Perpecahan

1. Kota Hara – Kebebasan dalam Rapat

Dion kini sering dikepung rapat-rapat demi "rekonstruksi wilayah". Ia lelah, tapi terlalu dalam untuk mundur. Ia mulai dikritik oleh penyintas lain yang dulu bertempur bersamanya.

Tokoh: Viera, mantan ahli logistik perang, kini menjadi oposisi dalam dewan kota.

> “Dulu kita bertempur bersama. Sekarang kau tutup semua rapat dengan kata ‘strategi negara’? Dion, kau sedang membangun menara gading, bukan rumah bersama.”

Dion menatap kosong layar data.

> “Aku capek berdebat. Aku ingin bangun pagi dan tak lihat ada kelaparan lagi. Apa itu salah?”

Konflik: Viera mengumpulkan simpatisan dalam kota, membuat ruang diskusi diam-diam, mirip rapat bawah tanah di masa perang dulu—mereka menyebutnya “Forum Gelap”.

---

2. Fajar Duka – Kebebasan Tak Sama Dengan Sepakat

Lesmana juga tak luput dari keretakan. Gerakan yang awalnya satu suara kini mulai terbelah.
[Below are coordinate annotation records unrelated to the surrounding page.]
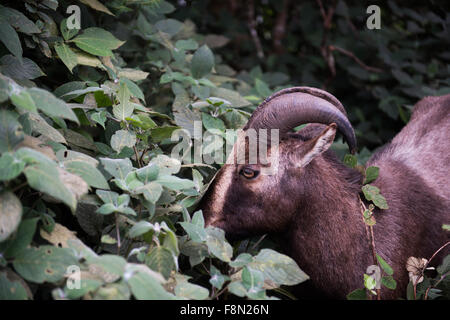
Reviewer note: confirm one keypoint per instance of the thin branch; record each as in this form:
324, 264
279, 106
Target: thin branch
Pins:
279, 28
252, 27
357, 60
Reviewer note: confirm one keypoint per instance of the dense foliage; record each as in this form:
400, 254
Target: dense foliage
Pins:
88, 181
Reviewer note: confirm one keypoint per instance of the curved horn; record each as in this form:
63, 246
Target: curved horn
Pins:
292, 107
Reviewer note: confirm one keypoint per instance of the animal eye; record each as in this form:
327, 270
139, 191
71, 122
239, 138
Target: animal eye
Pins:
249, 173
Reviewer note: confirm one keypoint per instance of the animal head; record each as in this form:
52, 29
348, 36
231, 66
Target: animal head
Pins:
244, 199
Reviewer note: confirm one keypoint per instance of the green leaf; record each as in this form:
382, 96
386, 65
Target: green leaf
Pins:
22, 99
87, 172
66, 55
385, 266
152, 191
189, 44
350, 160
18, 20
43, 264
45, 178
20, 70
97, 41
10, 167
66, 32
11, 133
212, 123
124, 109
51, 105
22, 238
236, 100
371, 174
10, 38
145, 286
202, 62
191, 291
10, 214
241, 260
262, 88
174, 183
118, 168
252, 279
121, 139
389, 282
161, 260
277, 267
358, 294
372, 193
169, 26
217, 278
86, 286
196, 233
218, 245
134, 88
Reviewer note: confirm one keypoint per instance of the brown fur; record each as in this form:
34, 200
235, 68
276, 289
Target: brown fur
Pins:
316, 208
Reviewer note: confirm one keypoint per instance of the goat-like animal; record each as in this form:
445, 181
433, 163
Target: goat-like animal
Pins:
312, 201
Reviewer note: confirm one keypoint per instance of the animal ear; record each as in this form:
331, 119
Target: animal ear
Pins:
317, 145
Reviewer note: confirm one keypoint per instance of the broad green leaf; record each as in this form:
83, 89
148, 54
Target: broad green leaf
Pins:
66, 32
10, 38
212, 123
20, 70
87, 172
51, 105
189, 290
86, 286
140, 228
189, 44
145, 286
169, 26
124, 109
202, 62
252, 279
11, 133
22, 99
217, 278
12, 287
371, 174
121, 139
152, 191
358, 294
134, 88
217, 244
174, 183
148, 173
236, 100
196, 233
389, 282
97, 5
277, 267
385, 266
161, 260
45, 178
43, 264
18, 20
97, 41
10, 214
241, 260
262, 88
22, 238
372, 193
10, 167
118, 168
66, 55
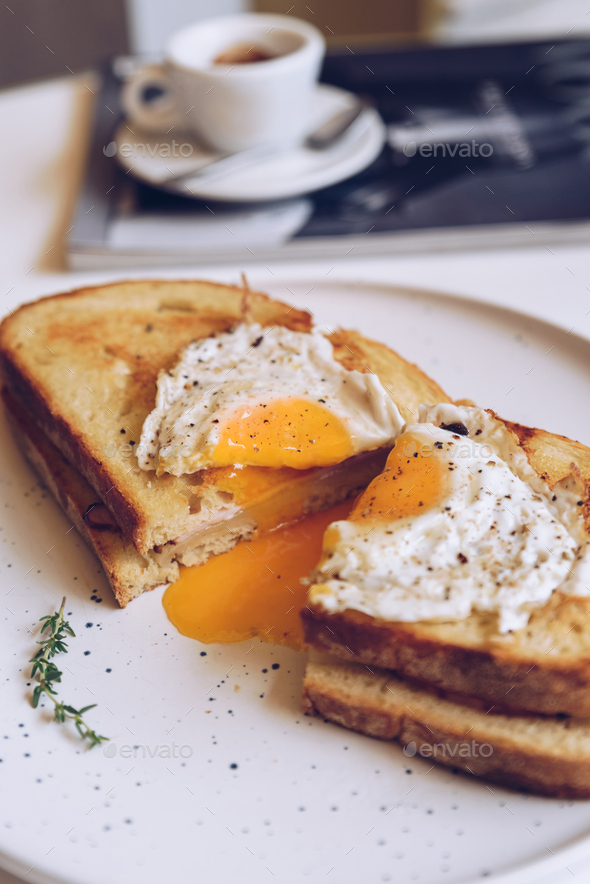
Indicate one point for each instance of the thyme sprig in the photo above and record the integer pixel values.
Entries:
(48, 674)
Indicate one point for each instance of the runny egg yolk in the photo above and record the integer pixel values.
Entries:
(253, 591)
(414, 479)
(288, 432)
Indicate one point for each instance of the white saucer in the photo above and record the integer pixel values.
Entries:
(291, 173)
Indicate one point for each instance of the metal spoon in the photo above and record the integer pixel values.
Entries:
(322, 138)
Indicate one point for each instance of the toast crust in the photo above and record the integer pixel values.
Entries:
(544, 756)
(116, 338)
(84, 365)
(542, 668)
(128, 573)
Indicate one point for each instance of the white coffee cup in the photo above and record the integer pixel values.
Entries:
(231, 107)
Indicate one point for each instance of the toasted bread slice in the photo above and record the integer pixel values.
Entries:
(542, 668)
(84, 365)
(128, 572)
(545, 755)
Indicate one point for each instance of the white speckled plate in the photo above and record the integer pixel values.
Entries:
(229, 782)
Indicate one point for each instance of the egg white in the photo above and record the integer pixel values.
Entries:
(500, 540)
(216, 377)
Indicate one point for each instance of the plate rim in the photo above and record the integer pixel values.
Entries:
(573, 849)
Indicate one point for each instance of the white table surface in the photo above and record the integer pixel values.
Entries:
(42, 156)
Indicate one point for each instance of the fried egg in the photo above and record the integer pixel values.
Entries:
(264, 397)
(457, 522)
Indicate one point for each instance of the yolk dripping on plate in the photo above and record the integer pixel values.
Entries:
(254, 590)
(293, 433)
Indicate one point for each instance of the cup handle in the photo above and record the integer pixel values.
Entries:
(148, 100)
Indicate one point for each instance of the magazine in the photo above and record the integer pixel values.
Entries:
(486, 146)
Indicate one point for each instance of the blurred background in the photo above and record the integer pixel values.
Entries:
(516, 71)
(86, 33)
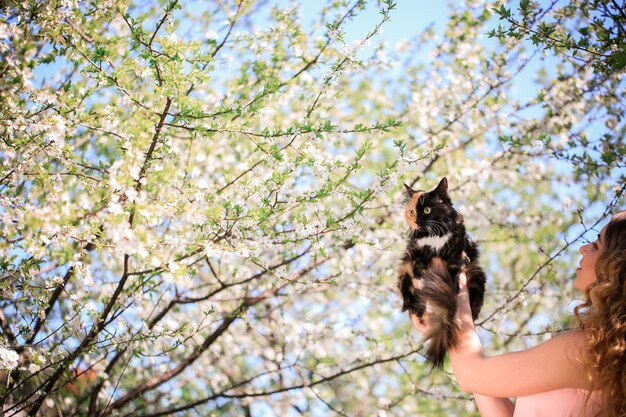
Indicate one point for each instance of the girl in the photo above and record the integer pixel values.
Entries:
(579, 373)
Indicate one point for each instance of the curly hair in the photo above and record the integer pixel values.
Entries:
(602, 317)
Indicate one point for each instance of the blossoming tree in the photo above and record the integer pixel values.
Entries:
(202, 201)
Tokoh: Salim, mantan petani dari selatan, bersuara lantang:

> “Kita bilang ingin bebas, tapi kita malah tunduk pada satu suara: Lesmana!”

Tokoh: Dira, perempuan muda dengan latar ilmuwan, membela Lesmana:

> “Karena hanya dia yang tak pernah memaksakan pendapatnya! Justru kita yang terus mendorongnya jadi simbol, seperti dulu kita dorong Praja.”

Konflik: Kelompok Salim mulai membentuk fraksi sendiri, mengusulkan “otonomi tiap komunitas”, menolak ide rencana bersama. Akibatnya: suplai, arah gerak, dan komunikasi mulai kacau.

---

3. Naresha – Di Antara Dua Sumbu

Naresha diam-diam pergi ke dua pihak, mencoba mencegah pecahnya konflik. Tapi ia dituduh sebagai pengkhianat oleh sebagian anggota kedua faksi.

> “Kau bicara ke Dion, kau bicara ke Lesmana… sebenarnya kau berdiri di mana?”

– Tanya anggota Forum Gelap.

> “Aku berdiri di antara kalian. Karena kalau kalian saling bunuh, maka semua yang mati sebelum ini, sia-sia.”

Naresha mulai mengalami mimpi buruk tentang dunia pasca perang: bukan damai, tapi saling membunuh dalam nama ‘jalan yang benar’.

---

4. Dion dan Lesmana – Surat yang Tak Pernah Dikirim

Di suatu malam, Dion menulis surat untuk Lesmana, tapi tak pernah mengirimnya.

> "Kau benar. Tapi kau juga naif. Dunia tak bisa hidup dalam kebebasan total. Sebab manusia akan tetap mencari siapa yang harus mereka salahkan ketika gagal."

Sementara itu, Lesmana pun menulis catatan untuk Dion.

> "Kau hebat dalam data, tapi manusia bukan angka. Jangan ubah dunia jadi statistik yang bisa kau edit sesuai tren."

Keduanya membaca surat masing-masing… dan membakarnya.

---

Penutup Babak: Bayangan Perpecahan

> Suara radio bawah tanah:

“Tak ada perang. Tapi senjata disembunyikan. Tak ada pertumpahan darah. Tapi keyakinan mulai berubah jadi peluru dalam kepala.”